Dans un communiqué de presse lu ce lundi 2 mai 2022, par le Directeur général de la Communication, Mme Hermine Otounga Souna, sur les antennes de la Chaîne publique, le ministère de la Communication a reporté la célébration de la Journée internationale de la liberté de la presse prévue ce mardi 3 mai 2022. C’est une première qui traduit le deuxième faux pas du ministre Pascal Houagni Ambouroué à la tête de ce Département ministériel, après la mise en garde de sanctions contre notre confrère Gabon Matin si jamais il continue à alerter sur le retour des crimes rituels au Gabon.

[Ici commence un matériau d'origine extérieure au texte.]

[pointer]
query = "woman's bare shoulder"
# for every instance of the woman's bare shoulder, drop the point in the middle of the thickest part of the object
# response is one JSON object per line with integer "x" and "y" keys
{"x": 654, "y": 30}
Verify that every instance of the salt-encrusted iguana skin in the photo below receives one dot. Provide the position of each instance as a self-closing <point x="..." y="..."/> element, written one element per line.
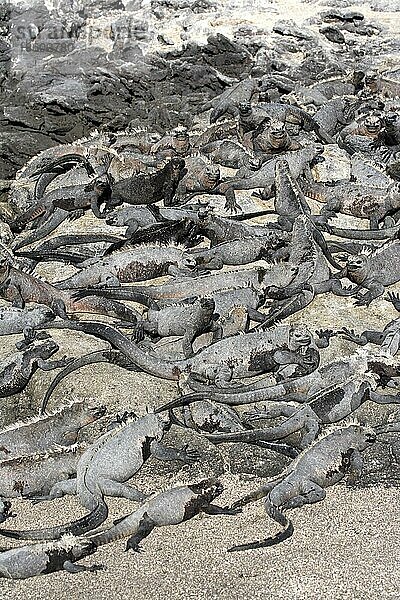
<point x="374" y="271"/>
<point x="168" y="508"/>
<point x="345" y="197"/>
<point x="298" y="162"/>
<point x="285" y="350"/>
<point x="17" y="369"/>
<point x="105" y="467"/>
<point x="129" y="265"/>
<point x="177" y="290"/>
<point x="149" y="188"/>
<point x="19" y="287"/>
<point x="14" y="320"/>
<point x="322" y="465"/>
<point x="35" y="474"/>
<point x="41" y="433"/>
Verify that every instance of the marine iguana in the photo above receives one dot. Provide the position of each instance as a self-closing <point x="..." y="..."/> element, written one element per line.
<point x="14" y="320"/>
<point x="16" y="370"/>
<point x="373" y="271"/>
<point x="298" y="161"/>
<point x="168" y="508"/>
<point x="345" y="197"/>
<point x="137" y="263"/>
<point x="19" y="287"/>
<point x="280" y="274"/>
<point x="103" y="470"/>
<point x="38" y="434"/>
<point x="149" y="188"/>
<point x="35" y="474"/>
<point x="282" y="350"/>
<point x="325" y="463"/>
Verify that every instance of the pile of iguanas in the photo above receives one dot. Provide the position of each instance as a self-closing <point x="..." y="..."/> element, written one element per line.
<point x="214" y="288"/>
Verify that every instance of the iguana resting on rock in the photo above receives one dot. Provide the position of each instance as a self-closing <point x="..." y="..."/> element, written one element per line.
<point x="298" y="161"/>
<point x="254" y="116"/>
<point x="49" y="430"/>
<point x="168" y="508"/>
<point x="237" y="252"/>
<point x="35" y="474"/>
<point x="129" y="265"/>
<point x="319" y="383"/>
<point x="356" y="200"/>
<point x="14" y="320"/>
<point x="373" y="272"/>
<point x="114" y="458"/>
<point x="149" y="188"/>
<point x="285" y="351"/>
<point x="325" y="463"/>
<point x="106" y="355"/>
<point x="280" y="275"/>
<point x="16" y="370"/>
<point x="388" y="339"/>
<point x="329" y="405"/>
<point x="202" y="177"/>
<point x="19" y="287"/>
<point x="230" y="99"/>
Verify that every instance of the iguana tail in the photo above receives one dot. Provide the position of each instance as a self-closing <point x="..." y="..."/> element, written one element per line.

« Le ministère de la Communication porte à la connaissance des professionnels des médias, organisations patronales du secteur presse et les partenaires au développement que pour des raisons technique, indépendantes de notre volonté , la Journée internationale de la liberté de la presse, initialement prévue le 03 mai 2022 à Libreville ,est reportée à une date ultérieure », a déclaré madame Otounga Souna, Directeur général de la Communication.
C’est une première dans l’histoire de la célébration de la Journée internationale de la la liberté de la presse que la célébration soit reportée sine die au Gabon.
C’est à l’image d’une entreprise qui ne célèbre pas la fête du travail un 1er mai toutefois promet de le faire à une date ultérieure pour des raisons techniques. C’est le modus operandi Houagni Ambouroué qui traduit un deuxième faux pas à la tête de ce ministère Depuis moins de deux mois.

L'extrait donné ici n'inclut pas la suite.